Cour de cassation, Chambre criminelle, 5 mai 2026, 25-84.870, Publié au bulletin
RESUME : La Cour de cassation confirme que le référé pénal environnemental constitue avant tout un outil de prévention. L’existence d’un risque crédible d’atteinte à la ressource en eau suffit désormais à justifier l’intervention du juge, sans qu’il soit nécessaire d’attendre la survenance d’une pollution avérée.
Faits à l’origine du litige et procédure
Une entreprise exploitant une installation de méthanisation avait procédé à l’épandage de boues sur des parcelles situées en zone vulnérable aux nitrates, en méconnaissance des prescriptions de son plan d’épandage.
À la suite d’un contrôle réalisé par l’Office français de la biodiversité (OFB), le procureur de la République a saisi le juge des libertés et de la détention sur le fondement de l’article L.216-13 du code de l’environnement afin que soient ordonnées des mesures conservatoires destinées à prévenir tout risque d’atteinte à la ressource en eau.
Le juge des libertés et de la détention a fait droit à cette demande.
La chambre de l’instruction a toutefois infirmé cette décision en estimant que le référé pénal environnemental supposait la démonstration d’une pollution effective des eaux.
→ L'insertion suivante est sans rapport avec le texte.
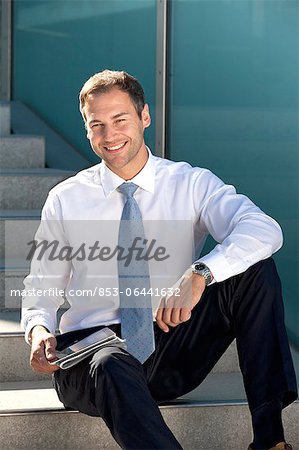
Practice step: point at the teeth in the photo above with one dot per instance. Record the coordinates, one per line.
(116, 147)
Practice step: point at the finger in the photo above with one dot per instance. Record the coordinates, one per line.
(39, 361)
(159, 317)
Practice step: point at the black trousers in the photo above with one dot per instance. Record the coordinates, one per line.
(112, 384)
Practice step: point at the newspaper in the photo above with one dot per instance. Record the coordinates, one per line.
(69, 358)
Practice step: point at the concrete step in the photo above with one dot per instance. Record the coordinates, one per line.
(33, 412)
(4, 119)
(28, 189)
(11, 286)
(17, 368)
(17, 227)
(22, 151)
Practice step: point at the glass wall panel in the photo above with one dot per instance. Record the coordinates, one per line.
(58, 44)
(234, 78)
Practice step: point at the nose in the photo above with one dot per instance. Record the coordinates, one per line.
(109, 133)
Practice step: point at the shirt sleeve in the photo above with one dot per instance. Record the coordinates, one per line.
(244, 233)
(49, 274)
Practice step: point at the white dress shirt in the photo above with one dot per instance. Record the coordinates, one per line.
(170, 192)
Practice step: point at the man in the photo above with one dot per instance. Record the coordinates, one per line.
(232, 292)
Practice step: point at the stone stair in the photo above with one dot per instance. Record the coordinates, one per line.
(213, 417)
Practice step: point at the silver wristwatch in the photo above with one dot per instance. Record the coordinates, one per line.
(203, 270)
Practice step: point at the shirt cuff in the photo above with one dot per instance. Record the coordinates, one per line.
(34, 321)
(218, 266)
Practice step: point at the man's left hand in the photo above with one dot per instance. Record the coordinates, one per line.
(176, 309)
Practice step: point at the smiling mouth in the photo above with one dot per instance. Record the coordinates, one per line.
(115, 148)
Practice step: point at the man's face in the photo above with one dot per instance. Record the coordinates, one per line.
(115, 131)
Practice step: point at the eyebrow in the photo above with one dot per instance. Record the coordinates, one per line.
(116, 116)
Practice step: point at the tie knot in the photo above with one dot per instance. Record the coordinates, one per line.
(128, 189)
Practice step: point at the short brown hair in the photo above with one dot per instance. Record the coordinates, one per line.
(108, 79)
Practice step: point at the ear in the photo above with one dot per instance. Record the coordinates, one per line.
(145, 116)
(87, 130)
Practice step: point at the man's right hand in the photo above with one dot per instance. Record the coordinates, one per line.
(43, 345)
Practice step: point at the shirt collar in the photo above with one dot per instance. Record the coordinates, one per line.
(144, 179)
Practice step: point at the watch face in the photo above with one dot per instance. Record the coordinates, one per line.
(199, 266)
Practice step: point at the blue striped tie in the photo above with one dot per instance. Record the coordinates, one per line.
(135, 310)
Problème posé à la Cour de cassation
La Cour de cassation était donc amenée à répondre à la question de savoir si l’ordonnance de mesures conservatoires dans le cadre du référé pénal environnemental est subordonnée à la constatation effective et certaine d’une atteinte aux ressources en eau.
Solution
La Cour de cassation a cassé l’arrêt d’appel, rappelant que l’article L.216-13 du code de l’environnement permet au juge d’ordonner des mesures conservatoires lorsqu’il existe des faits susceptibles d’altérer la qualité des eaux ou du milieu aquatique.
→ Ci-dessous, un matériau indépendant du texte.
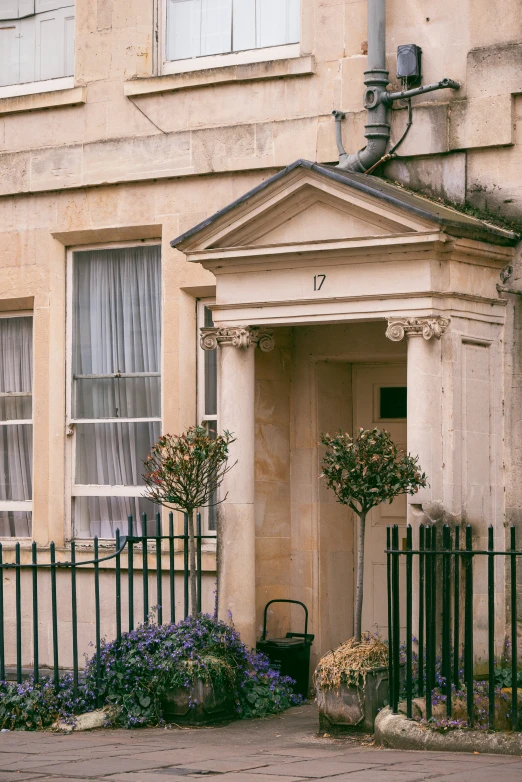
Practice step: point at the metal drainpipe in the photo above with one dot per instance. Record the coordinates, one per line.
(377, 100)
(376, 80)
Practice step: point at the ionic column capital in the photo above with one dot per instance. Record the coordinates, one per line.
(416, 327)
(242, 337)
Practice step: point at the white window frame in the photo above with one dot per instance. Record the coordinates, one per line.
(202, 417)
(20, 505)
(44, 85)
(34, 87)
(245, 57)
(93, 490)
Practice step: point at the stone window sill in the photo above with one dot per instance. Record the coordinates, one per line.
(43, 100)
(258, 71)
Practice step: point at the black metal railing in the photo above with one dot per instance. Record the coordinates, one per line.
(138, 549)
(442, 655)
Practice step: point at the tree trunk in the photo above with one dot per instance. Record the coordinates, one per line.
(192, 565)
(361, 524)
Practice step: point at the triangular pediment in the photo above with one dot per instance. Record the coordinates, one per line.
(307, 203)
(311, 214)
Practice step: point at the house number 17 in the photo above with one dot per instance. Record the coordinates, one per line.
(318, 281)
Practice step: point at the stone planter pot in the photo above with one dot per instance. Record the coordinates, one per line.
(353, 708)
(213, 704)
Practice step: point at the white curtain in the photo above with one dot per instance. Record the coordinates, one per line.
(16, 440)
(117, 329)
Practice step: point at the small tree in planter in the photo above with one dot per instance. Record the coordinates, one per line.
(183, 473)
(363, 472)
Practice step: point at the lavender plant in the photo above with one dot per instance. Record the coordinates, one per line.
(136, 672)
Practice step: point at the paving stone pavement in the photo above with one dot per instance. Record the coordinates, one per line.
(280, 749)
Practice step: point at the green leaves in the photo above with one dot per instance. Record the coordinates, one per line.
(368, 469)
(183, 471)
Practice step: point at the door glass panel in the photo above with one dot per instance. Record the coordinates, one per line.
(393, 402)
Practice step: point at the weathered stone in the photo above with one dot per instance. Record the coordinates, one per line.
(398, 732)
(91, 720)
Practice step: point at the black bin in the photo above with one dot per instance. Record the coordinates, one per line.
(291, 655)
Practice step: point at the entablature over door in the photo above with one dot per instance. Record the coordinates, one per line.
(319, 243)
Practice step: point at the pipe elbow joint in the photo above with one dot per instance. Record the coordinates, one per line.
(364, 159)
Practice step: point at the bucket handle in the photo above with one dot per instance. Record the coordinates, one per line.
(297, 602)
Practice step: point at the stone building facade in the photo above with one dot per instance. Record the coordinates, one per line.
(118, 135)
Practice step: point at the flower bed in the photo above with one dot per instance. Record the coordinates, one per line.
(137, 672)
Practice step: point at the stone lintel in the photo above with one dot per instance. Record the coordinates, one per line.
(237, 337)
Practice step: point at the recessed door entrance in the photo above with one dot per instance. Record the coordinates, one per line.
(379, 394)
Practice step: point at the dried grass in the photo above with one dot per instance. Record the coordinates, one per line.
(350, 662)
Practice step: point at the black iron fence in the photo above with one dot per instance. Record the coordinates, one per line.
(138, 550)
(442, 657)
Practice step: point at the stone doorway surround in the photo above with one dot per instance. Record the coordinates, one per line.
(313, 245)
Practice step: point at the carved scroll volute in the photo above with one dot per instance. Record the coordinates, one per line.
(416, 327)
(241, 337)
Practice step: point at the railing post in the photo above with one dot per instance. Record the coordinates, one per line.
(514, 631)
(130, 573)
(185, 565)
(456, 609)
(171, 569)
(468, 627)
(159, 591)
(2, 636)
(446, 615)
(491, 628)
(145, 567)
(118, 587)
(54, 609)
(396, 617)
(198, 559)
(409, 628)
(97, 610)
(390, 615)
(422, 566)
(36, 662)
(429, 626)
(74, 616)
(18, 615)
(433, 608)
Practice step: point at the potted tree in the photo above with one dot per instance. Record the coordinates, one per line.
(183, 473)
(363, 471)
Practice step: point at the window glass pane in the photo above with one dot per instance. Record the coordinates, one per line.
(16, 368)
(117, 398)
(393, 402)
(112, 454)
(16, 462)
(183, 29)
(15, 524)
(244, 29)
(102, 516)
(216, 26)
(117, 326)
(210, 369)
(276, 22)
(212, 509)
(9, 53)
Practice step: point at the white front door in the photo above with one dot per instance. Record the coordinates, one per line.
(379, 393)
Dès lors, l’exercice du référé pénal environnemental n’est pas subordonné à la démonstration d’une atteinte déjà réalisée à la ressource en eau.
En exigeant la preuve d’une pollution effective, la chambre de l’instruction a ajouté à la loi une condition qu’elle ne comporte pas.
La Cour consacre ainsi une logique de prévention des atteintes environnementales : le risque suffisamment caractérisé de dégradation de la ressource en eau est, à lui seul, susceptible de justifier l’intervention du juge.
Intérêt pratique de la décision
Cet arrêt renforce considérablement l’efficacité du référé environnemental.
Désormais, les autorités judiciaires n’ont pas à attendre qu’une pollution de l’eau soit effectivement constatée pour solliciter ou prononcer des mesures conservatoires. La seule existence d’un risque suffisamment caractérisé d’atteinte à la ressource en eau peut justifier l’intervention du juge.
Pour les exploitants d’installations susceptibles d’affecter le milieu aquatique (unités de méthanisation, exploitations agricoles, installations classées, stations d’épuration ou activités industrielles), cette décision rappelle l’importance du strict respect des prescriptions administratives applicables. Elle confirme également la montée en puissance des mécanismes de prévention en droit pénal de l’environnement : le juge peut intervenir avant même que le dommage environnemental ne soit réalisé.
Les collectivités territoriales gestionnaires d’ouvrages ou d’activités ayant une incidence sur les milieux aquatiques doivent également intégrer cette évolution jurisprudentielle dans leur stratégie de gestion des risques environnementaux.